Jestem pewna ale boje się , Że któregoś dnia ten koszmar ppowróci. Nie mam pomysłów jak to pokonac. kochać? wspierać? poświęcać więcej uwagi? A Wy Candy14 i *Monika* macie nerwicę czy jesteście partnerami/partnerkami chorych na nią osób?

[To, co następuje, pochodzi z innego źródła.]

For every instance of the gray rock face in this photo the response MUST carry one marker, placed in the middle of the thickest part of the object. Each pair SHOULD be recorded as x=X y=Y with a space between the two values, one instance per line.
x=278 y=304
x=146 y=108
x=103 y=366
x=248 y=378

Dziś był niesamowity. Przyszedł do mnie rano, dał kwiaty i przeprosił. Obiecał, że to się więcej nie powtórzy i przez cały dzień nie miał ataku... Jak mu przejdzie, to odejść czy być z nim dalej?
Witam, skorp tu wszyscy radzą sobie z nerwicą to poproszę o radę jak pomóc mojemu chłopakowi, który już całkiem stracił nadzieję na to, że będzie dobrze... Jakieś sugestie? Bradzo proszę... z dnia na dzień jest coraz gozej
pawel098, ja mam taki sam problem. Mój chłopak zachowuje się identycznie. Nic do niego nie dociera i szantarzuje. On potrafi się samookaleczać byle tylko nie odejść od niego. Moja rada - mimo tego,że te związki są chore to trzeba być do końca i wspierać. jesteście nadal razem?